El litoral bretón es el equivalente de nuestros vecinos del norte a la Costa de la Muerte gallega: además de tener su propio Finisterre, una península que se llama la Punta de Raz, la línea de costa está salpicada de arrecifes y adornada por espectaculares acantilados. Dada su configuración, una proa que se adentra en el océano, la recorren formidables corrientes marinas que se vuelven aún más temibles por efecto de los continuos temporales del noroeste. El tramo, en fin, reúne todas las condiciones para que navegar por sus aguas sea un infierno.
Bretaña es la región francesa que acumula mayor número de naufragios. Es también la que suma más faros -84- debido al endemoniado perfil de su costa. A los fareros, que siempre han sido gente especial, no les hacía mucha gracia el destino: el Finisterre francés es parada obligada para las grandes borrascas y además había torres tan aisladas que les hacían estar incomunicados durante largos periodos. Los fareros bretones tenían hasta su propia clasificación: había faros paraíso (los que estaban en tierra firme), faros purgatorio (los ubicados en islas) y faros infierno (los que se erigen directamente sobre el mar).
El de Tevennec está a caballo entre las dos últimas categorías porque se alza sobre un peñasco de dimensiones tan reducidas que ni siquiera alcanza el rango de isla.
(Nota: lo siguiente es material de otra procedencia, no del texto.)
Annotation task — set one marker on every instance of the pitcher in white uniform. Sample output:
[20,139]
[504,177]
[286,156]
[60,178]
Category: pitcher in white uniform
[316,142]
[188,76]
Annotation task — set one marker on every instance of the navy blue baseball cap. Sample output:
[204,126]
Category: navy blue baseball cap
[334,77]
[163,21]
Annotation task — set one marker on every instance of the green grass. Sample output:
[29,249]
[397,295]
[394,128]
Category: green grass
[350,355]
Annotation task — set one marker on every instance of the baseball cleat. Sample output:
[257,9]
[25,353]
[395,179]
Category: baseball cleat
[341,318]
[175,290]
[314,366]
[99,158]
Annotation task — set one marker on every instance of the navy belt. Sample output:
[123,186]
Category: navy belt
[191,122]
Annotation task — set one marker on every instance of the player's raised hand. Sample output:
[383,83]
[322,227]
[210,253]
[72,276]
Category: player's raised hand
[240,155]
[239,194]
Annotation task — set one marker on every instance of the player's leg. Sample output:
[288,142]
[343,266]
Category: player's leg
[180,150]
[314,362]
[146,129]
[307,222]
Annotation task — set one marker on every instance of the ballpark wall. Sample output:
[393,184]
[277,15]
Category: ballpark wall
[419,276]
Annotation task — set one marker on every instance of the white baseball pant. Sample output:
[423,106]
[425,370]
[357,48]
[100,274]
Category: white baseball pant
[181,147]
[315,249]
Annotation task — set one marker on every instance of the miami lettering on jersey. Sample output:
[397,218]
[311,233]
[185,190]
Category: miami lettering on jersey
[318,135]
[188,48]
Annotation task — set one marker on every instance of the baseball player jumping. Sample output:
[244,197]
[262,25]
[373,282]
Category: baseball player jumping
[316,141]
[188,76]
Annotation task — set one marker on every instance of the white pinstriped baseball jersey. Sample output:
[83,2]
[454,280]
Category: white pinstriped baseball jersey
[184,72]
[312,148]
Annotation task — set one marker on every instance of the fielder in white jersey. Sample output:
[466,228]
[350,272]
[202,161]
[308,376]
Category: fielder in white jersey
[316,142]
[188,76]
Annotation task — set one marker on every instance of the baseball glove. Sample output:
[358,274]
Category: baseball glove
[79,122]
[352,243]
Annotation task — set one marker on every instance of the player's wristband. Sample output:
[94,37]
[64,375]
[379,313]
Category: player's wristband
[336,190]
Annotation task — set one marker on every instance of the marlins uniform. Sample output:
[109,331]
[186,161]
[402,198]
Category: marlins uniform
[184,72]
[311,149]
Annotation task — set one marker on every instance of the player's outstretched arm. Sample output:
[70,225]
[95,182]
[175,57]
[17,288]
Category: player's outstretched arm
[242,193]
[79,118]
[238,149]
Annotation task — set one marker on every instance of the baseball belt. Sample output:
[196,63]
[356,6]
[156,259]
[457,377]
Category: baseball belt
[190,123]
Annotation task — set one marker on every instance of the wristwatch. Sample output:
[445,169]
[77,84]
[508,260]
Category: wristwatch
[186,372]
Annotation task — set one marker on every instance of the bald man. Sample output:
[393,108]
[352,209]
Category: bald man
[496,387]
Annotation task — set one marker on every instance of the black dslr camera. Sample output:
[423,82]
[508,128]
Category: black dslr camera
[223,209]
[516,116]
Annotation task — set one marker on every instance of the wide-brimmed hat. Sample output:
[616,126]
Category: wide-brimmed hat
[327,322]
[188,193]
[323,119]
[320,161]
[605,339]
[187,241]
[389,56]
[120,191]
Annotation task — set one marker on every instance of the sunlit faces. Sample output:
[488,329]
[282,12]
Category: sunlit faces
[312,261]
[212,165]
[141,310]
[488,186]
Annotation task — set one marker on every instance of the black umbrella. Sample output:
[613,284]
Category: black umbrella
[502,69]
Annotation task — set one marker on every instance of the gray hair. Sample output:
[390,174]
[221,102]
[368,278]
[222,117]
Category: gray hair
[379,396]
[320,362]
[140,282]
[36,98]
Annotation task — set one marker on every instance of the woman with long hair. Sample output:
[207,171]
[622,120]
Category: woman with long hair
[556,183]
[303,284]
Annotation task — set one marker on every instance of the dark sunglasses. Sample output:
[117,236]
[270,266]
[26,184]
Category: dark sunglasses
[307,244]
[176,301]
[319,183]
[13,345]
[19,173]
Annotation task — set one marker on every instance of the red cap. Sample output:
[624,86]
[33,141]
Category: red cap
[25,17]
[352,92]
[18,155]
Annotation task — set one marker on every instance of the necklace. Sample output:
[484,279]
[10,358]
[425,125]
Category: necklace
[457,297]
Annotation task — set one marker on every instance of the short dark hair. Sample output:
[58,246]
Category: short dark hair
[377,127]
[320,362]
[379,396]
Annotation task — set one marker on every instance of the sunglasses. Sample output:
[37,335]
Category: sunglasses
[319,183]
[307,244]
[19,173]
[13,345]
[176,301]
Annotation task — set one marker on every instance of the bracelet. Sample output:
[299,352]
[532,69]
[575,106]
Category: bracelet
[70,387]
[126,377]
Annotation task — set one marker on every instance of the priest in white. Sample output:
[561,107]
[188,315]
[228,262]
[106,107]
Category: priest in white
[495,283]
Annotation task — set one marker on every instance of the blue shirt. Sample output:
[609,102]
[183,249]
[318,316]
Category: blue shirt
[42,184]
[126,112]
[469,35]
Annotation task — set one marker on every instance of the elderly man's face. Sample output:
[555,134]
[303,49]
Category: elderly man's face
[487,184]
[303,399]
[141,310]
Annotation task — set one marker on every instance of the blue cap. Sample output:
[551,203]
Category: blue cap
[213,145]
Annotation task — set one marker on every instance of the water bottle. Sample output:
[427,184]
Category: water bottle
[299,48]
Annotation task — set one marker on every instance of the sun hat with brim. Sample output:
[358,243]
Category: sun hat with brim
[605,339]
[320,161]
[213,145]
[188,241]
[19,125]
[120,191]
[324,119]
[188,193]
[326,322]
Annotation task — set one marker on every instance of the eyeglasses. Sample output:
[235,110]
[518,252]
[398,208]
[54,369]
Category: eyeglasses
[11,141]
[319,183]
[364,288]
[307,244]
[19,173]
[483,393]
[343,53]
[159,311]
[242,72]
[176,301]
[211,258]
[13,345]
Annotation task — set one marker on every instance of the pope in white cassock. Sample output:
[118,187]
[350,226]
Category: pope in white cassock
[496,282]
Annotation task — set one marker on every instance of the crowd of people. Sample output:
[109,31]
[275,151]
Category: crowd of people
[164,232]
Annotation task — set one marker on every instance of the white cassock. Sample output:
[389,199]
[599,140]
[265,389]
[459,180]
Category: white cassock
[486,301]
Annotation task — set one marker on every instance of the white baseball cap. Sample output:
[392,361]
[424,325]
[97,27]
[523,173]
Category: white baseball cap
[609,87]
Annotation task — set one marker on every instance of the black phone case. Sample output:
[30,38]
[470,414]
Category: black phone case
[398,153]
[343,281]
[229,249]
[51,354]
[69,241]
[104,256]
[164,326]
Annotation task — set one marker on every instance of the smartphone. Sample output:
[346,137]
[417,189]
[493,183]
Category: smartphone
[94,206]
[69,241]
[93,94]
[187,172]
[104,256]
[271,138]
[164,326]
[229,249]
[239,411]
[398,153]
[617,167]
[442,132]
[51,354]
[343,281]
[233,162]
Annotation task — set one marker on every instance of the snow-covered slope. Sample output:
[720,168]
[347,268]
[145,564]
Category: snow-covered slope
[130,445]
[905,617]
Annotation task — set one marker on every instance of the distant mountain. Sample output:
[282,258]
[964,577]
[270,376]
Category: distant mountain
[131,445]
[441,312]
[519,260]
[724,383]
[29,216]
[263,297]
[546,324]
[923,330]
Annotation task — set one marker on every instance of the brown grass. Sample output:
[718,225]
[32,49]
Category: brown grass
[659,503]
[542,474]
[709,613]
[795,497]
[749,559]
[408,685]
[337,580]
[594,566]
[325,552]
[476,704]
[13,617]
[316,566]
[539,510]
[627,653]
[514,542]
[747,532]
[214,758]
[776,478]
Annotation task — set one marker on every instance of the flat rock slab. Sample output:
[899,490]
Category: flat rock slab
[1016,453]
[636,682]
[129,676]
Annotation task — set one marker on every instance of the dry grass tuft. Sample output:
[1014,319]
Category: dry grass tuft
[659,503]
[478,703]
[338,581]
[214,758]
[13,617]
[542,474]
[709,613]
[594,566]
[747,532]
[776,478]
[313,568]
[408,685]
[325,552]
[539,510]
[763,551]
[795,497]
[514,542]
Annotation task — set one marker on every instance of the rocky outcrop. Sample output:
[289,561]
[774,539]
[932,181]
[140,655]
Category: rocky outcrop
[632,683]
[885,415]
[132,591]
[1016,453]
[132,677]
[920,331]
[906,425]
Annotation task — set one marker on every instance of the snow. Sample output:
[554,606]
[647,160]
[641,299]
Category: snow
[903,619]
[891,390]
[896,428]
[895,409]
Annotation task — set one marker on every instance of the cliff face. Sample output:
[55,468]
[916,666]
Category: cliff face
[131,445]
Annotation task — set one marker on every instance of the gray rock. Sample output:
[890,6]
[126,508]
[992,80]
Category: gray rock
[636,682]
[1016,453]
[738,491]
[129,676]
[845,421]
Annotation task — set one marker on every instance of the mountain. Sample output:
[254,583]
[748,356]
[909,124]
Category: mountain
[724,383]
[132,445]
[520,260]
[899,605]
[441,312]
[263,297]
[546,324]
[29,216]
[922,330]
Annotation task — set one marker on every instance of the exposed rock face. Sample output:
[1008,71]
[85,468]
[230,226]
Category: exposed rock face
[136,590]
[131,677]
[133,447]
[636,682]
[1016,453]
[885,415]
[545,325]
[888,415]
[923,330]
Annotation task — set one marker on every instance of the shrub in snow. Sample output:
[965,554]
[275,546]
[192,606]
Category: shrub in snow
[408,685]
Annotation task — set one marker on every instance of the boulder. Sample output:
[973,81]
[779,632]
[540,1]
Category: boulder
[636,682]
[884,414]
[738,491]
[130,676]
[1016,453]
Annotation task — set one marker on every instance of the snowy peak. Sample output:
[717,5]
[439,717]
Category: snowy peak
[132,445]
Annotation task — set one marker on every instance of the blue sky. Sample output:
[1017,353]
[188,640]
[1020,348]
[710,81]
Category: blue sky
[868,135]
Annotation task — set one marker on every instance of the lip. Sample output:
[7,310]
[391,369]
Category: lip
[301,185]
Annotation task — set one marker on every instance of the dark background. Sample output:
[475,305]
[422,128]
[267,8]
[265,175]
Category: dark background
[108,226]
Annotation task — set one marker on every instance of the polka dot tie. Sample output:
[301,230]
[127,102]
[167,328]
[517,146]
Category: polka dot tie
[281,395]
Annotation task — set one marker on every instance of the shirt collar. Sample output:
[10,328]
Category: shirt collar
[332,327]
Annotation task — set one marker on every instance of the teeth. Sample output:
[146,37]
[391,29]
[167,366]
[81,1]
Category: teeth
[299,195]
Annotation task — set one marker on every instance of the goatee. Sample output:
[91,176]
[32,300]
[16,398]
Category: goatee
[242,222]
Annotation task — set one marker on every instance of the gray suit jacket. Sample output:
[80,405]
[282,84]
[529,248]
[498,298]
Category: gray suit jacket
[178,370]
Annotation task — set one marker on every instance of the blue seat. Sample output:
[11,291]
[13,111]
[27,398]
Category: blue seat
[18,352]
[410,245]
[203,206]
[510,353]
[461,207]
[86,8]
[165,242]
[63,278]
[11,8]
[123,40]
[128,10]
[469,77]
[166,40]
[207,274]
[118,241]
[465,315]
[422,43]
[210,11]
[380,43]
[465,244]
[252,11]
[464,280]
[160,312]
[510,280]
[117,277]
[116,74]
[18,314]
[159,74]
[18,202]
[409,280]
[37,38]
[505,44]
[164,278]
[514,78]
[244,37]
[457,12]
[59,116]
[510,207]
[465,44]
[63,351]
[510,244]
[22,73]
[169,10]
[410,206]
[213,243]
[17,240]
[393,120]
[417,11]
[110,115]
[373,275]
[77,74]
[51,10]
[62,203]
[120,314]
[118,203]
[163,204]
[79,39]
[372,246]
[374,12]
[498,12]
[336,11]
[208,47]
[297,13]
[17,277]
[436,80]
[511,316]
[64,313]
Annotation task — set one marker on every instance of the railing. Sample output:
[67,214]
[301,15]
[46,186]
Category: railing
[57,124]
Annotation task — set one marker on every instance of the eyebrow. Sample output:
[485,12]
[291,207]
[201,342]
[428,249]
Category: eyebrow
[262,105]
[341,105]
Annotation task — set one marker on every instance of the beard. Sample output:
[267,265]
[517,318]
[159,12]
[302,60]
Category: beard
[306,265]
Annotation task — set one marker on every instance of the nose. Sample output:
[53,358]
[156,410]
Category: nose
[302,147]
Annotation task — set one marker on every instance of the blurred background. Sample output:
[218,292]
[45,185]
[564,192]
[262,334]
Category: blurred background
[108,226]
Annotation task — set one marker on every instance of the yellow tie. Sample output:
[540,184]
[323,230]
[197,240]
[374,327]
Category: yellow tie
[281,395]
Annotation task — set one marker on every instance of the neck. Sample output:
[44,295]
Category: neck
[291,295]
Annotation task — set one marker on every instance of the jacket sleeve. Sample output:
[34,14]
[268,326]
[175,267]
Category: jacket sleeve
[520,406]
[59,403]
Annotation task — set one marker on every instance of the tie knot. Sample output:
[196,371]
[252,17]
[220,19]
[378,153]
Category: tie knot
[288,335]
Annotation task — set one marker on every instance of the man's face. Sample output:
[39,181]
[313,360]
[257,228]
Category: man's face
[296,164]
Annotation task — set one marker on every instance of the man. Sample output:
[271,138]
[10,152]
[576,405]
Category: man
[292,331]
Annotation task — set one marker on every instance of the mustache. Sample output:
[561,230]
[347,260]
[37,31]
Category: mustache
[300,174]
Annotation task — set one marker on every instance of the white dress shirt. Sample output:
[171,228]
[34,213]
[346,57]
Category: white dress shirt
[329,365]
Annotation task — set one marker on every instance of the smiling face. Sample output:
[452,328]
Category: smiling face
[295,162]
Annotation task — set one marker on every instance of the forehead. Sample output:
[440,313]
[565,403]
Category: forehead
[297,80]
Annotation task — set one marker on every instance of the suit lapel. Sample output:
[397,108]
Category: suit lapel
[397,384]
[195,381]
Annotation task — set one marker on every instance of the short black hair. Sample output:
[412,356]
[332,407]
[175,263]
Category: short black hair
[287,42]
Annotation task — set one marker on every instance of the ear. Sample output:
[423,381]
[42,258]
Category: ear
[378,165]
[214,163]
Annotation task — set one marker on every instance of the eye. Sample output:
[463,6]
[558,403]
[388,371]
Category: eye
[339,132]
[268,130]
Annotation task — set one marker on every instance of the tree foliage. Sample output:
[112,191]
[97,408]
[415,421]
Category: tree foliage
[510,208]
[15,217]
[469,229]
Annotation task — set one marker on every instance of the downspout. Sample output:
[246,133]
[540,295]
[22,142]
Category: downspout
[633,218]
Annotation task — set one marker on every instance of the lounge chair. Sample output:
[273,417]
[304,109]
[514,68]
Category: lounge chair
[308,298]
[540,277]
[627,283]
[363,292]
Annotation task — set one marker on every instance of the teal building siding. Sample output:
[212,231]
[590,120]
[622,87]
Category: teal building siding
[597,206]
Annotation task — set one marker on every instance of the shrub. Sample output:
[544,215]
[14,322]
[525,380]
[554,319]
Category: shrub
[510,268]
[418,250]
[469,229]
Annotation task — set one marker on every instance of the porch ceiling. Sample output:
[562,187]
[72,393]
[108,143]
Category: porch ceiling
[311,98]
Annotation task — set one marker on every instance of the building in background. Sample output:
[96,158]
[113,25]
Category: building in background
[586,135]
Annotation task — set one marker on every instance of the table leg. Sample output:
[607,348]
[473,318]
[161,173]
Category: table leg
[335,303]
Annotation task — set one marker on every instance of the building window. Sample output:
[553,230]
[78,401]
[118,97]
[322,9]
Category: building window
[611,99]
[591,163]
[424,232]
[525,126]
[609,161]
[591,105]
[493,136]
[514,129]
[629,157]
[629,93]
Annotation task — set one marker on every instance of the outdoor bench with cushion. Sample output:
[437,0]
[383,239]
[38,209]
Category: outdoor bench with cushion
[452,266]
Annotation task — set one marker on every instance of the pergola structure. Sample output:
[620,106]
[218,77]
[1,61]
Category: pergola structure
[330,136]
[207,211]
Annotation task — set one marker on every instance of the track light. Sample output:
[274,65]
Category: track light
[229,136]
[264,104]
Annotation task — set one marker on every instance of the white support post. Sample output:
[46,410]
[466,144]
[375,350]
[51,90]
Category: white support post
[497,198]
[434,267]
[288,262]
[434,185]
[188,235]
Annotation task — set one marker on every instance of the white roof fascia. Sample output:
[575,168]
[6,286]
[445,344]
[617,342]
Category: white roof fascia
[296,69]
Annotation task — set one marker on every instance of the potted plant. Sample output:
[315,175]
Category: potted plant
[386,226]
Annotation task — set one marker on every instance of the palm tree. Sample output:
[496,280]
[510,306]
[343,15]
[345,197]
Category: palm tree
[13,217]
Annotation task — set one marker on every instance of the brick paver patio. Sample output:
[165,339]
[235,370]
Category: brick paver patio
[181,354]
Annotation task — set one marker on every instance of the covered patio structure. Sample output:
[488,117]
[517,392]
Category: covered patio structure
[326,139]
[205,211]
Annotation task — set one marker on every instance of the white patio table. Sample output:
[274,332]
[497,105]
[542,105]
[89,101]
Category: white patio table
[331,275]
Antes de que se levantase el faro, el promontorio se había ganado fama de lugar maldito debido a la multitud de barcos que se habían ido a pique al chocar contra sus arrecifes. Una leyenda hablaba de un náufrago que se salvó de una terrible tempestad y que permaneció cuatro días pidiendo ayuda a gritos sin que nadie se atreviese a ir a recogerlo debido a la furia de las olas. Cuando el mar se calmó, encontraron su cadáver y desde entonces se dice que las noches de tormenta aún es posible escuchar sus aullidos.
La reputación de Tevennec no mejoró cuando en 1875 empezó a funcionar el faro que se construyó en el peñasco. El aislamiento y los frecuentes temporales hicieron que todos los fareros rechazasen el destino: en un plazo de 35 años se contabilizaron 23 renuncias, algo del todo inédito en los anales del servicio de vigilancia marítima. Algunos de los que se resistieron a estar más tiempo en Tevennec dejaron constancia de que preferían la cárcel a la «tortura mental» que comportaba vivir allí.
Angustia en la oscuridad
Aunque el faro se levanta 14 metros sobre el nivel del mar, la altura no es en absoluto garantía de inmunidad. En el último temporal que azotó la costa atlántica hace un par de semanas se midieron olas de hasta quince metros frente al litoral bretón. No cuesta mucho hacerse a la idea de la angustia que debía apoderarse del ánimo de los fareros cuando escuchaban en medio de una oscuridad total el estruendo de las olas abatiéndose una y otra vez sobre el torreón temiendo que la siguiente pudiera ser la última.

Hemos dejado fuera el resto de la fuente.